HESI LPN
HESI Fundamentals Practice Questions
1. The nurse is caring for a client with diabetes insipidus. Which finding should the LPN/LVN report to the healthcare provider?
- A. Weight gain
- B. Increased urine output
- C. Low blood pressure
- D. Thirst
Correct answer: B
Rationale: The correct answer is B: Increased urine output. In diabetes insipidus, there is a deficiency of antidiuretic hormone (ADH), leading to the excretion of large amounts of dilute urine. Reporting increased urine output is crucial as it is a hallmark sign of diabetes insipidus. Weight gain (choice A) is not typically associated with diabetes insipidus; instead, clients may experience weight loss due to fluid loss. Low blood pressure (choice C) can be a complication of diabetes insipidus due to dehydration from excessive urination, but the priority finding to report is the increased urine output. Thirst (choice D) is a common symptom of diabetes insipidus due to the body's attempt to compensate for fluid loss, but it is not the most critical finding to report.
2. The nurse is preparing to administer digoxin (Lanoxin) to a client with heart failure. Which assessment finding would prompt the nurse to withhold the medication and contact the healthcare provider?
- A. Heart rate of 55 beats per minute
- B. Blood pressure of 140/90 mmHg
- C. Respiratory rate of 20 breaths per minute
- D. Blood glucose level of 150 mg/dL
Correct answer: A
Rationale: A heart rate below 60 beats per minute is a contraindication for administering digoxin, as it can lead to bradycardia.
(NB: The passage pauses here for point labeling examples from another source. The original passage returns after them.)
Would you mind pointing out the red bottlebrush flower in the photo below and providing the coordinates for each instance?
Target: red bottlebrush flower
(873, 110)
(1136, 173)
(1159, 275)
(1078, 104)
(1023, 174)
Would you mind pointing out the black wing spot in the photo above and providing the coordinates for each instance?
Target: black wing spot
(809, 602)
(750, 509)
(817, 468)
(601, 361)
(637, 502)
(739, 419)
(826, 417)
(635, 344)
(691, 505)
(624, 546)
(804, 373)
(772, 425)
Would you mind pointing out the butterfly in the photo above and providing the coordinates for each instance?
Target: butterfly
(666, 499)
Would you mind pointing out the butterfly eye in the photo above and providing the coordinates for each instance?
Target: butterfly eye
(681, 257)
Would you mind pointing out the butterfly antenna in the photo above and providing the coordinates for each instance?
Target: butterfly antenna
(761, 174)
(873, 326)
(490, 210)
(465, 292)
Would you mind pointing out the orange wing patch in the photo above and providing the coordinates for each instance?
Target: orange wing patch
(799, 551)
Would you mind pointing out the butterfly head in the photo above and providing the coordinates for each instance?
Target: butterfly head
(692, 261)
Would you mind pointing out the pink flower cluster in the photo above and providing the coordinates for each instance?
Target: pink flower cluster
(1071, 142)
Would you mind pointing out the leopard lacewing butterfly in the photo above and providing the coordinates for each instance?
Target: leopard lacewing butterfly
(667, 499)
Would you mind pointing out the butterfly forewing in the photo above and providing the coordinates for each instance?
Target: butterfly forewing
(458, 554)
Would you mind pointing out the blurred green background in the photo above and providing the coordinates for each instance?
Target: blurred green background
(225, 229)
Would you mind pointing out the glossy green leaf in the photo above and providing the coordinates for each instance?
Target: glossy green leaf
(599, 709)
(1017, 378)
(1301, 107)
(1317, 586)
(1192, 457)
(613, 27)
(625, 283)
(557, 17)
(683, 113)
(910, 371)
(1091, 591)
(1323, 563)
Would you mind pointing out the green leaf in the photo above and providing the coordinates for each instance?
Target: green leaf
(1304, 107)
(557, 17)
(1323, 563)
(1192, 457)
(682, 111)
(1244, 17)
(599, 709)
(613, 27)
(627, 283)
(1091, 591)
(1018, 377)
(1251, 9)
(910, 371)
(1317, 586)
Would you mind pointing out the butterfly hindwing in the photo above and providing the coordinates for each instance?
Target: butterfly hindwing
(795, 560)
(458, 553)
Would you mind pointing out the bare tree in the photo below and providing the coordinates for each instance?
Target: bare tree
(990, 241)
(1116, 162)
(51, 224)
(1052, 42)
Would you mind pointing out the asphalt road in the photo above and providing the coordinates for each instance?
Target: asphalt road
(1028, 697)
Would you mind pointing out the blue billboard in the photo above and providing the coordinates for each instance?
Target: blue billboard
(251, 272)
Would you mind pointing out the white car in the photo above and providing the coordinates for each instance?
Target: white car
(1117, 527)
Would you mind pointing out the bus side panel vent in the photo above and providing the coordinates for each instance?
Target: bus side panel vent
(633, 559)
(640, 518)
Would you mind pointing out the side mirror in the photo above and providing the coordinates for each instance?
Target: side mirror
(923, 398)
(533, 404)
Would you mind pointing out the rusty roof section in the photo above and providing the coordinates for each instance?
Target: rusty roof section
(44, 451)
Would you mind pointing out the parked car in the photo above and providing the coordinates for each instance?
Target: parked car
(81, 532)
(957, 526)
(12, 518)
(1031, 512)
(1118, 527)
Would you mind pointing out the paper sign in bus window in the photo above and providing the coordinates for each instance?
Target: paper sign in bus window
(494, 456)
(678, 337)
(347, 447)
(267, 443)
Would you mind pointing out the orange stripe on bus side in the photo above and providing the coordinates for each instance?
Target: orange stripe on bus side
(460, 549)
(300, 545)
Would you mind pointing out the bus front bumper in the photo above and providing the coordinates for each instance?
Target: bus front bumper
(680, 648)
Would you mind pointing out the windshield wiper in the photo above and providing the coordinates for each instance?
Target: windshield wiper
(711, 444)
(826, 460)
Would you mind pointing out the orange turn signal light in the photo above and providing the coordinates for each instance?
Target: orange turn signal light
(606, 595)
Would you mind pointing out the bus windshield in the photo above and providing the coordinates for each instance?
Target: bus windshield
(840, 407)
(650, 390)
Bradycardia is a common adverse effect associated with digoxin toxicity. Blood pressure of 140/90 mmHg, respiratory rate of 20 breaths per minute, and blood glucose level of 150 mg/dL are within normal limits and would not warrant withholding the medication or contacting the healthcare provider in this context. Therefore, a heart rate of 55 beats per minute would prompt the nurse to withhold digoxin and notify the healthcare provider.
3. A healthcare professional is planning to perform ear irrigation on an adult client with impacted cerumen. Which of the following should the professional plan to take?
- A. Wearing sterile gloves while performing irrigation
- B. Positioning the client with the affected side down following irrigation
- C. Using cool fluid to irrigate the ear canal
- D. Pulling the pinna downward during irrigation
Correct answer: B
Rationale: Positioning the client with the affected side down following irrigation is crucial as it helps facilitate drainage of the dislodged cerumen and any remaining irrigation solution. This position allows gravity to assist in the removal of the loosened debris. Wearing sterile gloves is a standard precaution in healthcare procedures to prevent infection but is not specific to ear irrigation. Using body-temperature water or a solution at a slightly warmer temperature is recommended to prevent vertigo and discomfort, so using cool fluid is incorrect. Pulling the pinna upward and backward, not downward, straightens the ear canal for adults to facilitate the irrigation process, making choice D incorrect.
4. A client appears upset about the IV catheter insertion but does not communicate it to the nurse after being informed about the prescribed IV fluids. Which of the following is an appropriate nursing response?
- A. Ignore the client’s discomfort
- B. Reassure the client without addressing concerns
- C. Is there something about this procedure that concerns you?
- D. Proceed with the procedure
Correct answer: C
Rationale: The appropriate nursing response in this situation is to ask the client if there are any concerns about the procedure. By doing so, the nurse acknowledges the client's distress and opens up a dialogue to address any anxieties or misconceptions. Option A is incorrect as ignoring the client’s discomfort can lead to increased anxiety and potential harm. Option B is not ideal as reassuring the client without addressing specific concerns may not alleviate the client's distress. Option D is incorrect because proceeding with the procedure without addressing the client's unspoken concerns can further escalate the client's distress.
5. The LPN is preparing discharge instructions for a client who has begun to demonstrate signs of early Alzheimer's disease. The client lives alone. The client's adult children live nearby. According to the prescribed medication regimen, the client is to take medications six times throughout the day. What is the priority nursing intervention to assist the client with taking the medication?
- A. Contact the client's children and ask them to hire a private duty aide who will provide round-the-clock care.
- B. Develop a chart for the client, listing the times the medication should be taken.
- C. Contact the primary health care provider and discuss the possibility of simplifying the medication regimen.
- D. Instruct the client and client's children to put medications in a weekly pill organizer.
Correct answer: C
Rationale: The priority nursing intervention in this scenario is to contact the primary health care provider and discuss the possibility of simplifying the medication regimen. Simplifying the medication regimen is crucial for a client with early Alzheimer's disease to ensure they can manage their medications independently and safely. This intervention focuses on optimizing the client's ability to adhere to the prescribed medication schedule. Choices A and D involve external assistance and may not address the core issue of simplifying the regimen. Choice B, while helpful, does not directly address the need to simplify the regimen to enhance the client's medication management.